Aminoacyl-tRNA synthetases (AARSs) are a family of essential enzymes for protein synthesis, which also play important roles in regulating transcription, translation, and RNA splicing. Somatic mutations of AARSs have been found in many human diseases, making them favorable targets for drug development and medical therapies. Besides mutation, proteomic studies have also identified a series of acetylated lysine residues in AARSs from cancer cells but without further studies. So there is a critical need to identify the association of AARS acetylation with cancer formation. The overall goal of this project is to study the role of lysine acetylation of one AARS, threonyl-tRNA synthetase (ThrRS) in human. Given that the homologue of ThrRS in bacteria has been shown to be regulated by acetylation, the hypothesis is that lysine acetylation affects human ThrRS functions which facilitates cancer formation. To test this hypothesis, three specific aims are proposed.
Aim 1 is to identify the site- and cancer-specific effects of lysine acetylation on ThrRS functions biochemically.
Aim 2 is to demonstrate the impacts of acetylation on ThrRS structurally.
Aim 3 is to identify the impacts of ThrRS acetylation on global translation and translation of cancer-associated proteins, i.e. oncogenic proteins and tumor suppressor in human cell lines. Oncogenic transformation tests on normal human cells expressing acetylated ThrRS variants will be performed to find whether ThrRS acetylation is an initiator for cancer formation or a cellular adaption for cancer growth. This proposal is innovative because: First, it will be the first to study lysine acetylation of human ThrRS, and is expected to identify novel mechanisms for ThrRS-associated cancer formation. Second, to address the problem that the classic glutamine-substitution method for acetylation studies is not always effective, the genetic code expansion approach will be applied in this proposal to co-translationally incorporate acetyllysine at controlled sites in order to produce site-specifically acetylated ThrRS variants which have been identified in cancer cells. The proposed research is significant because it will provide solid evidence for the association of ThrRS acetylation with cancer formation. Ultimately, the proposed studies on ThrRS acetylation are expected to identify novel targets for cancer diagnosis and treatment. Specific for the AREA program, the research team for this project will be composed primarily of undergraduate students including those from underrepresented groups. Both well-established methods and new approaches will be applied in this proposal to make the project promising, and in the meantime, to strengthen students? research experiences.
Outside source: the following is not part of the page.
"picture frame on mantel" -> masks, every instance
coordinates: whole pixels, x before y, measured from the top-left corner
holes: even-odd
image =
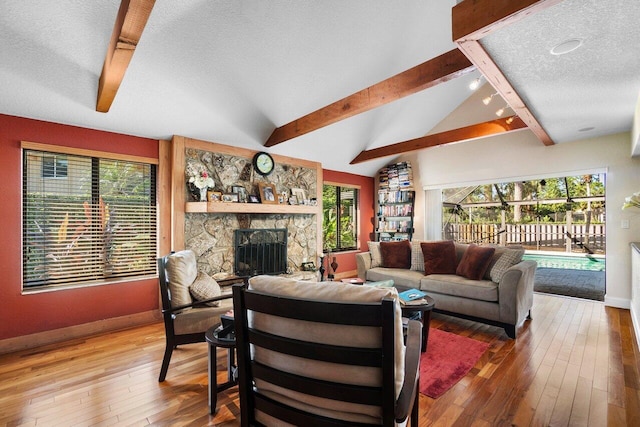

Aminoacyl-tRNA synthetases play key roles in translation, and their dysfunctions cause a wide range of human diseases. In this project, we aim to study the lysine acetylation of human threonyl-tRNA synthetase identified in cancer cells. This proposal is expected to identify the association of threonyl-tRNA synthetase acetylation with cancer formation and guide the development of diagnostics and therapeutics for cancers.